В те времена Урга была религиозным и правительственным центром Монголии. Самое примечательное заключается в том, что название этому городу дали русские купцы и путешественники. Слово «Урга» (испорченное от «орго» — дворец, ставка) монголам было почти неизвестно; они называли свою столицу Да-Хурэ, или Ихэ-Хурэ, — «Большое стойбище»; или же Богдо-Хурэ — «Священное стойбище»; но чаще всего просто Хурэ. Когда-то здесь, в широкой долине реки Толы у подножья лесистой горы Богдо-ула, стоял монастырь главы монгольской церкви — перерожденца Джебдзундамбы-хутухты. А позже вокруг монастыря разросся город.
Этот город состоял из двух частей — монгольской и китайской. Грязные немощеные улочки, войлочные юрты, подворья, обнесенные частоколом, китайские мазанки. Главным украшением города были монастырские храмы. В их архитектуре, яркой, жизнерадостной раскраске словно воплотился самобытный строительный гений народа. Золотые и зеленые черепичные крыши с загнутыми вверх углами, словно стремящиеся улететь ввысь, нежно позванивающие колокольчики по углам, сверкающие на солнце молитвенные тумбы, зеленые драконы, изумительная по свежести красок роспись, белые субурганы — надгробья, пышные дворцы «живого бога» — богдо-гэгэна — все создавало некую почти сказочную картину, навевало мысли о древности. На западном холме поднимались кумирни монастыря Гандана. Были в Урге и другие монастыри.
Вся страна была покрыта густой сетью буддийских монастырей. В 2 565 монастырях, храмах, кумирнях находилось свыше ста тысяч лам, почти половина всего мужского населения страны. Это была огромная армия паразитов, живущих за счет трудового аратства. Поставив себе на службу ламаистскую церковь с ее проповедью непротивления злу, маньчжурские завоеватели стремились убить в некогда воинственном монгольском народе волю к сопротивлению, оторвать мужское население от производительного труда, затормозить развитие экономики, задержать рост народонаселения. Ламаизм — разновидность буддизма — был по своему духу и характеру религией отчаяния и безнадежности, он звал людей к смерти, к преодолению жажды жизни.

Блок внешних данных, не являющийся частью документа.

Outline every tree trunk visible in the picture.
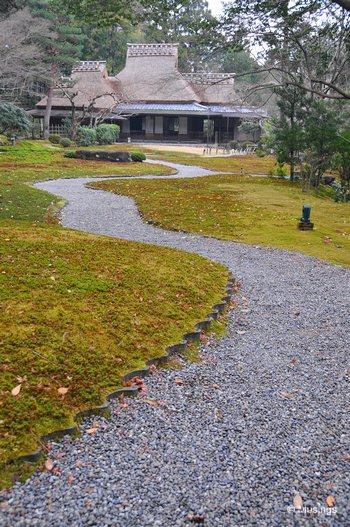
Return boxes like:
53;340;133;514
44;84;53;140
70;103;78;142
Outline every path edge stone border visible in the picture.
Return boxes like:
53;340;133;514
5;273;237;474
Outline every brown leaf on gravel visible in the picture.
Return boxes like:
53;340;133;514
11;384;22;397
52;467;62;476
293;494;303;510
187;514;204;523
44;458;53;472
145;399;158;406
86;427;97;436
326;494;335;507
280;392;294;399
118;394;129;408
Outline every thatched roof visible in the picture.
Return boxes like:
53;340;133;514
37;44;261;116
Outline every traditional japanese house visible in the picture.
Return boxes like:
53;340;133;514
32;44;266;144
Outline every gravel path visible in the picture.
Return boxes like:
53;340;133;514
0;162;350;527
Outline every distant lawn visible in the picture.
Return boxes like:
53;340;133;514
102;143;276;174
93;174;350;266
0;222;227;484
0;141;227;486
0;141;173;221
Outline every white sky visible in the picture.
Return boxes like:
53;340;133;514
207;0;222;16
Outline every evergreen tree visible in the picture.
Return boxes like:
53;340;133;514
29;0;84;139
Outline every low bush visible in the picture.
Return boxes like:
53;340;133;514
63;150;77;158
77;126;97;146
230;140;239;150
60;137;73;148
130;152;146;163
255;148;266;157
49;134;61;145
269;163;288;179
96;124;120;145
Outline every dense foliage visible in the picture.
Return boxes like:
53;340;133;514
0;102;31;137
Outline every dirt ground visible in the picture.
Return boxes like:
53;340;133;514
137;143;232;157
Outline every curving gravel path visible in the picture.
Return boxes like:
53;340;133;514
0;161;350;527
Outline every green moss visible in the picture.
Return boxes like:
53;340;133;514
0;141;173;221
93;174;350;266
0;221;227;484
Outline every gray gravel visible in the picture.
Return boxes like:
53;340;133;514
0;162;350;527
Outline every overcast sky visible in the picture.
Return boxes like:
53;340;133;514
208;0;222;16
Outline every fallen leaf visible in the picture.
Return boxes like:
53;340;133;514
293;494;303;510
52;467;62;476
145;399;158;406
187;514;204;523
44;458;53;472
11;384;22;396
280;392;294;398
86;427;97;435
118;394;129;408
326;494;335;507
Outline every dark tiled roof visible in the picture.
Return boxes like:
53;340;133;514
114;102;208;113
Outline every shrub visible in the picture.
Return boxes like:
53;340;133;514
255;148;266;157
96;124;120;145
60;137;73;148
0;102;31;137
49;134;61;145
0;135;9;146
230;140;239;150
269;163;288;178
63;150;77;158
130;152;146;163
77;126;96;146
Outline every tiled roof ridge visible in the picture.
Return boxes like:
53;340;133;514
181;71;235;84
127;43;179;57
72;60;106;73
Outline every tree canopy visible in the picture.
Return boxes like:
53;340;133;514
224;0;350;99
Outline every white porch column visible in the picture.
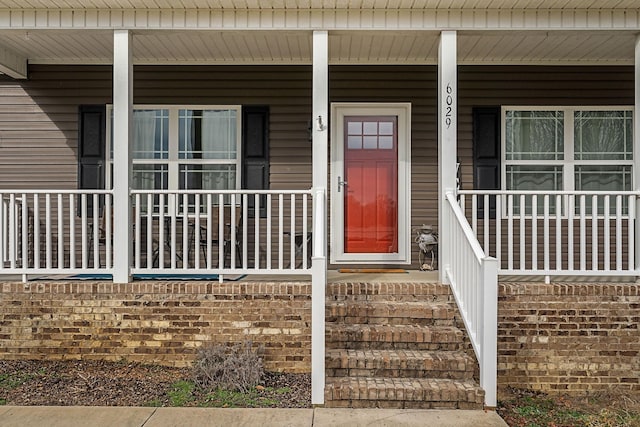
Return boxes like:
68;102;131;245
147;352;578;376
113;30;133;283
633;35;640;270
438;31;458;283
311;31;329;405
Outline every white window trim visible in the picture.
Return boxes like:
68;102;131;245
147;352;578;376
105;104;242;191
500;105;640;218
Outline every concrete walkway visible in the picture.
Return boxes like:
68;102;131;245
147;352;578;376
0;406;507;427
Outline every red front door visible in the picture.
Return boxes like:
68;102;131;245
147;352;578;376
342;116;398;253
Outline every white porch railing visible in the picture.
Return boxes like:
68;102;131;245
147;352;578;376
440;193;498;407
0;190;112;274
460;190;638;277
132;190;312;274
0;190;313;275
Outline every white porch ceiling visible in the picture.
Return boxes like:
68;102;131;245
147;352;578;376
0;28;635;64
0;0;638;10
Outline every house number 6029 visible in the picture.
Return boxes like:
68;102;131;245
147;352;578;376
444;83;453;129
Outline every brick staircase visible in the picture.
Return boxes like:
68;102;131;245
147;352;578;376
325;283;484;409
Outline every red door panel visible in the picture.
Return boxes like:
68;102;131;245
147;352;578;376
344;116;398;253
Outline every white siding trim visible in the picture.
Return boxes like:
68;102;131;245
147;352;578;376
0;41;27;79
0;9;640;30
113;30;133;283
438;31;458;283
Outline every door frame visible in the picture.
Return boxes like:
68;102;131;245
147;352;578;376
329;102;411;264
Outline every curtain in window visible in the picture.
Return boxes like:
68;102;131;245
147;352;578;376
133;110;159;159
202;110;236;159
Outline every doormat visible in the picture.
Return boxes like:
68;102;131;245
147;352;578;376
338;268;408;273
29;273;246;282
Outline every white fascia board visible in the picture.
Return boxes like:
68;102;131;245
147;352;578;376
0;9;640;31
0;45;27;79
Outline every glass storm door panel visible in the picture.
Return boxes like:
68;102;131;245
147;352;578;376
339;116;398;254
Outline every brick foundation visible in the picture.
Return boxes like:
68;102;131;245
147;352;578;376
0;282;311;372
498;283;640;392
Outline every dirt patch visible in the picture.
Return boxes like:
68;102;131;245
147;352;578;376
0;361;311;408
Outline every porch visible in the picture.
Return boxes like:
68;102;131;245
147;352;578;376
0;0;640;412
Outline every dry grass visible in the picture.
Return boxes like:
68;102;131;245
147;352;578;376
498;388;640;427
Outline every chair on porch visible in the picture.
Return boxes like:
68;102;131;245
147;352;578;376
189;205;242;268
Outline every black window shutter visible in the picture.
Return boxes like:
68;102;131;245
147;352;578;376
78;105;107;216
473;107;501;218
242;106;269;217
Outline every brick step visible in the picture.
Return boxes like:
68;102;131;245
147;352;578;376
325;301;456;326
325;349;476;380
325;323;464;351
327;283;454;302
325;377;484;409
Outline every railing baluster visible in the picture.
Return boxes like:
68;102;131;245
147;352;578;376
242;194;249;268
69;194;76;268
289;194;296;269
471;194;478;237
253;194;260;269
580;194;587;271
591;195;598;271
80;193;89;269
22;193;29;268
556;194;562;270
217;193;225;269
278;193;284;270
603;194;611;270
229;193;239;268
207;194;214;269
44;193;53;268
0;193;4;270
33;194;40;268
302;194;309;269
265;193;272;270
531;194;538;271
192;194;200;268
157;193;167;268
169;193;180;270
507;194;513;270
482;194;491;256
496;194;502;269
146;193;152;268
104;194;113;268
520;194;527;270
134;194;142;268
542;194;551;271
616;194;622;271
627;195;637;271
57;193;64;269
9;193;18;268
91;194;100;268
182;194;189;270
567;194;576;271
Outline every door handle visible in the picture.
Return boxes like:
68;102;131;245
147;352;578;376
338;177;347;193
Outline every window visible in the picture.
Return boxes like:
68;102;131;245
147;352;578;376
502;107;633;214
107;105;241;208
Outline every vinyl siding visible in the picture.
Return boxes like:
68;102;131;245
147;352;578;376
0;65;634;267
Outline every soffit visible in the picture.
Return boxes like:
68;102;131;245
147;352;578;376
0;30;635;64
0;0;638;10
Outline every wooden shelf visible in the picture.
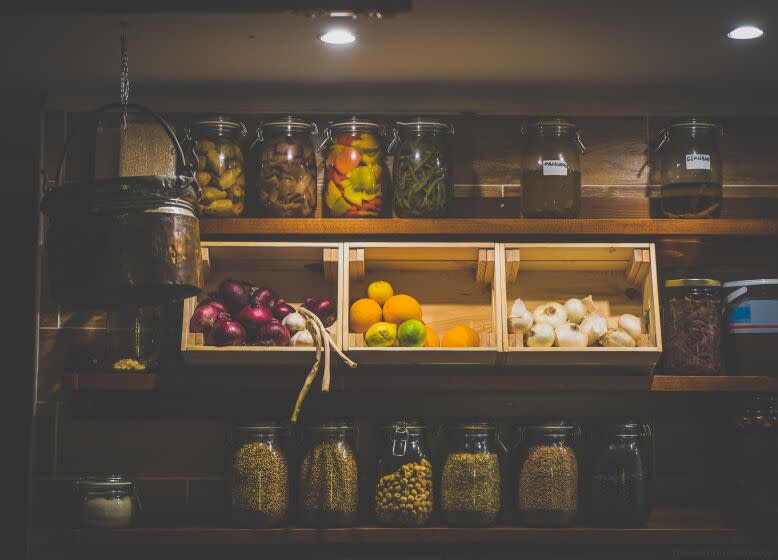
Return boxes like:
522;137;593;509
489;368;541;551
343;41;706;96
200;218;778;238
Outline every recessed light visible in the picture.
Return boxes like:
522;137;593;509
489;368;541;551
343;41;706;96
319;29;357;45
727;25;764;40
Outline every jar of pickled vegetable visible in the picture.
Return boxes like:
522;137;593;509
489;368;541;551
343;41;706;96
257;116;319;218
440;422;501;527
375;420;434;527
521;117;586;218
389;119;454;218
187;115;246;217
656;117;723;218
319;117;390;218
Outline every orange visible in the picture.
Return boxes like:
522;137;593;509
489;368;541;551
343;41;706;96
384;294;421;325
441;325;481;348
348;298;381;333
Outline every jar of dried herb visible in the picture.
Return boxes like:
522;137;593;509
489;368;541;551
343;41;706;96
662;278;722;375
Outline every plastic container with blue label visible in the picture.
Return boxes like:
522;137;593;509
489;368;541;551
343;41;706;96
723;278;778;375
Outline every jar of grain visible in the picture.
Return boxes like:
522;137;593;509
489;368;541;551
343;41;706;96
440;422;500;527
299;421;359;527
375;420;434;527
517;422;580;527
228;422;289;528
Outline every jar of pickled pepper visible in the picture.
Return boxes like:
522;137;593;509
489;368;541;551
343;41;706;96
319;117;390;218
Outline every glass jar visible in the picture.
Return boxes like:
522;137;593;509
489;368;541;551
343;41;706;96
516;422;580;527
108;306;162;373
75;474;140;529
300;421;359;527
592;422;653;527
319;117;390;218
440;422;501;527
257;116;319;218
729;395;778;527
227;422;289;528
521;118;586;218
187;115;246;217
389;119;454;218
656;117;723;218
375;420;434;527
662;278;722;375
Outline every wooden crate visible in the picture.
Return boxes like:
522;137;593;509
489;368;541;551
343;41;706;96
499;243;662;373
341;242;502;365
181;242;343;366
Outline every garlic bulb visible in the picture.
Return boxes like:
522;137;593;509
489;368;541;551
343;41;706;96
581;313;608;346
284;328;314;346
619;313;643;340
524;322;561;348
281;311;305;334
600;329;637;348
554;322;589;348
533;301;567;327
565;296;591;324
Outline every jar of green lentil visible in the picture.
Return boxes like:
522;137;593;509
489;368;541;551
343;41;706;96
440;421;500;527
299;420;359;528
228;422;289;528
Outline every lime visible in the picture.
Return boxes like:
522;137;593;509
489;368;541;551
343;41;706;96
397;319;427;346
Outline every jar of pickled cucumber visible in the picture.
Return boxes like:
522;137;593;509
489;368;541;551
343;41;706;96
187;115;246;217
319;117;390;218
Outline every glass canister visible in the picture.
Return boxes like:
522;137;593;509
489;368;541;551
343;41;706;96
591;422;653;527
517;422;580;527
389;119;454;218
257;116;319;218
440;422;501;527
75;474;140;529
375;420;434;527
521;117;586;218
228;422;289;528
299;421;359;527
319;117;390;218
656;117;724;218
662;278;722;375
187;115;246;217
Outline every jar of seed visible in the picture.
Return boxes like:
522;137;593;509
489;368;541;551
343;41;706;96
517;422;580;527
440;422;500;527
299;421;359;527
375;420;433;527
228;422;289;528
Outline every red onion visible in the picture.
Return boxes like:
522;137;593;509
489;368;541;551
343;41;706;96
257;319;291;346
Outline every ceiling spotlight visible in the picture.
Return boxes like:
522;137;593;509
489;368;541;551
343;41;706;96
727;25;764;40
319;29;357;45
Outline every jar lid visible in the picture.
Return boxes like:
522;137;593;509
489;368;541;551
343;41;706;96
665;278;721;288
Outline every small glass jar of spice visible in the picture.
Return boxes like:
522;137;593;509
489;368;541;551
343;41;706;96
662;278;722;375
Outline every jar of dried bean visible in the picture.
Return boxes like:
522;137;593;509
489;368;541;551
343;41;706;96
299;421;359;527
517;422;580;527
375;420;433;527
228;422;289;528
662;278;722;375
440;422;500;527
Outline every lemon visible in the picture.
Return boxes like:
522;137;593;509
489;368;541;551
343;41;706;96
397;319;427;346
367;280;394;305
365;323;397;346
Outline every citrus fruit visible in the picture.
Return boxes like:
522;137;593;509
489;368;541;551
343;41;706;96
384;294;421;325
397;319;427;346
424;325;440;348
348;298;381;333
365;322;397;346
367;280;394;305
440;325;481;347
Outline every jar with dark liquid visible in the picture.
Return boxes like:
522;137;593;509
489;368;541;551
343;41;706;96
521;118;585;218
655;117;723;218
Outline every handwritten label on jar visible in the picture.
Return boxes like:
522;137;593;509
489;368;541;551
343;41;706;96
543;159;567;177
686;154;710;170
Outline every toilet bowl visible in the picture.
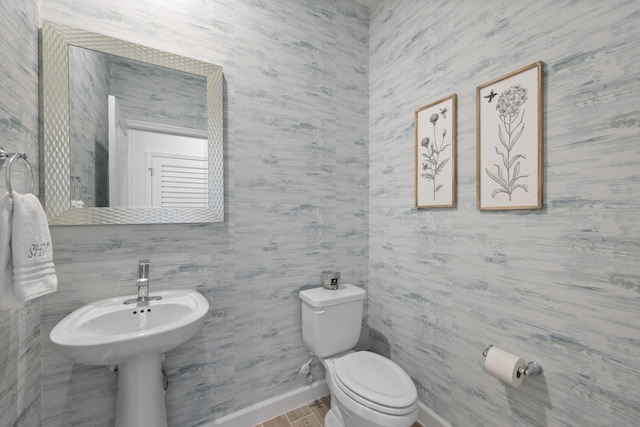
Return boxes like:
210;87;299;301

Дамдин не удивился возвращению сына. Сейчас творилось такое, что в Ургу приезжали даже из самых отдаленных хошунов. Новостей было много. О них говорили у каждой юрты, на каждом перекрестке. На базарной площади древний улигерчи пел о пришествии Амурсаны. Толстые ленивые ламы едва успевали принимать подношения многочисленных паломников. По вечерам Сухэ и отец сидели на войлоках, тянули из чашек горячий соленый чай и вели неторопливый разговор. Мать молча смотрела на них. Ее глаза в мелких морщинках светились лаской. Она исподтишка любовалась Сухэ: девятнадцатый год, а с виду богатырь — рослый, плечи широкие, взгляд смелый, как у орла. Возмужал, окреп. Из всех детей Сухэ был. самым любимым. Ханда подумывала о том, что пора бы засылать сватов. Обзаведется своей юртой, семьей, хозяйством, и не будет его тянуть куда-то в степь. Но когда мать заговаривала о женитьбе, Сухэ смеялся. Его больше занимали разговоры с отцом. Дамдин мог порассказать кое-что о последних событиях.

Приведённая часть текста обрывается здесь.